I have a question on how to used design matrix in edgeR to perform differential expression analysis on continuous factor.
Here is the description of my data. I have one continuous factor measuring the level of protein A by immunostaining.
And the question i would like to ask is :
Is there any genes differentially expressed (highly affected by protein A) according to the level of protein A measured by immunostaining .

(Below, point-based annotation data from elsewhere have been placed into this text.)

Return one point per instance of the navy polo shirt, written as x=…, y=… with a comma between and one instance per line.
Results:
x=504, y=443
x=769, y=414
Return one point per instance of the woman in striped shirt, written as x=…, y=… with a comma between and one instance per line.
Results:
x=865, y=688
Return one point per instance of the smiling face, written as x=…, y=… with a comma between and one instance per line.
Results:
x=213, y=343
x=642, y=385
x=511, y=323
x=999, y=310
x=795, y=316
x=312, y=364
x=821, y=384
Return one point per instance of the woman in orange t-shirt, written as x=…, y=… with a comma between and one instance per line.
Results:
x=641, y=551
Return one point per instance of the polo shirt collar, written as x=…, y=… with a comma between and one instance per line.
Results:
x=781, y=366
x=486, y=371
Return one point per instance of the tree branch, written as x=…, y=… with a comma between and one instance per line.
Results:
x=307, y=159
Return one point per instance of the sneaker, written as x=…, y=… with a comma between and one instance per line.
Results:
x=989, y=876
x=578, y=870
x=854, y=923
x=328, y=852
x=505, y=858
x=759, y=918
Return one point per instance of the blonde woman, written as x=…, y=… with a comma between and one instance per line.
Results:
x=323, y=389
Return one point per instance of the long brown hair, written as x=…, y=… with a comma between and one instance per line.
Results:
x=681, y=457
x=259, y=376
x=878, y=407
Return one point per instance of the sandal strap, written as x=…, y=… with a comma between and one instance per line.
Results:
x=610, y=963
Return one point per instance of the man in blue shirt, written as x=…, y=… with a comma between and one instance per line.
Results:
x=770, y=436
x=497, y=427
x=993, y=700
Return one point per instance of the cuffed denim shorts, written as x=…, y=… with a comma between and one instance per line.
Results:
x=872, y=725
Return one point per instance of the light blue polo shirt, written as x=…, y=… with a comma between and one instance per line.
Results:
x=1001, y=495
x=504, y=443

Here is what the data looks like,
> protein=c(rnorm(n = 10,mean = 10,1),rnorm(n = 10,mean = 5,1.5)) > design1=model.matrix(~protein) > head(design1) (Intercept) protein 1 1 11.165201 2 1 9.504538 3 1 10.516862 4 1 11.914443 5 1 10.842974 6 1 10.311306 > design2=model.matrix(~0+protein) > head(design2) protein 1 11.165201 2 9.504538 3 10.516862 4 11.914443 5 10.842974 6 10.311306
I would like understand the differences and underlying assumptions between these two design matrix.
Does design2 assumes that when the expression of protein A is 0, the gene expression level is also zero?
Where as design1 gives more correct assumption that for each gene, there will be one estimated expression level at zero protein A?
In addition, i will perform glmQLFTest(fit_design1a, coef=2) to conduct the differential expression analysis. But i am not sure how to interpret the logFC calculated here. Since the factor here is continuous, do we still interpret it as logFC ?
For example, a gene Matal1 that is significantly with logFC 0.40409621 , do I interpret it as the expression level of Mata1 increases in 0.4 log fold changes for every unit increase of protein A?